Mindful Eating

Mindful Eating - Emily Nachazel.jpeg

by Emily Nachazel

Even after becoming a certified holistic health coach through The Institute for Integrative Nutrition, the practice of “mindful eating” still eluded me. I knew it was something I should be doing (especially as someone teaching about health and wellness!), but I wasn’t clear on how I could get started in a practical way, especially as a busy city gal. 

So wait, why IS mindful eating important?

Our bodies have two operating modes: the sympathetic and parasympathetic nervous systems. The sympathetic nervous system is what gets turned on when you’re stressed: blood goes to your limbs so that should you need to run away from a tiger (or answer a pressing email from your boss), you have the energy to do so. Most of us, especially those of us living in a fast-paced city like NYC, live more in this state.

Your parasympathetic nervous system is your rest and digest function. When this state is activated, blood goes to your organs so that your body can digest your food, flush out toxins and rejuvenate. This is the state we want to be in when we eat our meals. If you’re in fight or flight mode (sympathetic), your body isn’t prepared to digest food, which can lead to digestive issues, poor nutrient absorption and overeating. 

In contrast, when you’re in your parasympathetic state, your body easily digests and assimilates food, and you’re better able to listen to your natural hunger and fullness cues. It’s easier for you to eat the type and amount of food that make you feel your best. In addition, when you allow yourself to be present with your food, you’re better able to assess how it makes you feel and shift future choices based on this information. 

This is what mindful eating means: you are intentional with your food choices and eating habits. You’re in touch with your body and your values, and you’re making decisions from that place. 

The more I worked with clients one-on-one, the more I realized that eating mindfully is something we all struggle with - either we don’t have time, or we’re not totally sure what eating mindfully means. But it’s also something everyone can benefit from, no matter your age, circumstances or health goals. The best part? Mindful eating is a totally free way to feel better in your body, anytime and anywhere. 

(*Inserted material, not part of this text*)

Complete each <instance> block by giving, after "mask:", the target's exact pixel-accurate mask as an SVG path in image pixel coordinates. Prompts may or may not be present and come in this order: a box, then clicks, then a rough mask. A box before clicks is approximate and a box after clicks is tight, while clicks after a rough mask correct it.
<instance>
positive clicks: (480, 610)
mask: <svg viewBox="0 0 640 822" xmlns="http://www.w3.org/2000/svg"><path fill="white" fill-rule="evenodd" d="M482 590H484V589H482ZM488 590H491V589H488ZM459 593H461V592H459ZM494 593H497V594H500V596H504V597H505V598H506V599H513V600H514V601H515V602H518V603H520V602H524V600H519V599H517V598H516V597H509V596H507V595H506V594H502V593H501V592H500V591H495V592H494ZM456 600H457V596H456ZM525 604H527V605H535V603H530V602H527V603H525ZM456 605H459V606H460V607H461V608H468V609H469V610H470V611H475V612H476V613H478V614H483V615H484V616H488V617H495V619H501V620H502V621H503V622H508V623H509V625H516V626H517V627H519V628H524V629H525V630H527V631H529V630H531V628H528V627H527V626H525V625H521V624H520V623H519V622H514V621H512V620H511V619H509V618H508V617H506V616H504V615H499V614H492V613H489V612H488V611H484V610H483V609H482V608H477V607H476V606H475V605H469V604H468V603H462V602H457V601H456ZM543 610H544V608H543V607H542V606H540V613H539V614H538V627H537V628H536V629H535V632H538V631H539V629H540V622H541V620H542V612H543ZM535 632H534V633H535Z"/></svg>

I’ve come up with some guidelines and practical tips for myself and my health coaching clients to actually slow down around meal time and eat more mindfully. 

I suggest picking one practice to start with, and then build from there!

1. Chew until your food is liquid. This is one way to slow down during meals. Don't think too much about it, just chew every bite until it becomes liquid. It may feel weird, but you want the food to stay in your mouth for some time so that the digestive enzymes in your saliva (that actually start breaking down food before it gets to your stomach) can get to work! 

2. Put your fork down in between bites. Resist the urge to put more food in your mouth until the current bite is done. Focus on each bite until you have chewed it completely, and then pick up your fork for your next bite. 

3. Eat with zero distractions! This is the hardest one for me. No phones, no computers, no newspapers. Just eat your food. Listen to calm music or a podcast if you must have something going on, but the point of this one is to be fully present with your plate. Even if you have to eat at your desk, turn away from your computer or at least close your email so you’re not being pinged.

4. Take three deep breaths before your meal. Deep breathing drops you into your parasympathetic nervous system (remember that’s your “rest and digest” mode). This is the place where your body can most effectively process your food. When your body uses less energy to digest your food, that means more energy is available for all the other things you want to be focusing on.

5. Start your meal with a prayer, blessing or moment of gratitude. This doesn’t have to be religious. The important thing is that you are taking a moment to pause and appreciate everything you have. You can look at your plate and think about how the food made its way there, perhaps acknowledging whoever or whatever made this meal possible for you.

When I’m practicing these tips, I naturally make the food choices that are best for my body, I eat a little less, and I experience a huge decrease in digestive issues like bloating, gas and indigestion (something I’ve struggled with for years!). Plus, I’m happier. I feel a deeper sense of gratitude and satisfaction, not only with my food, but with my life.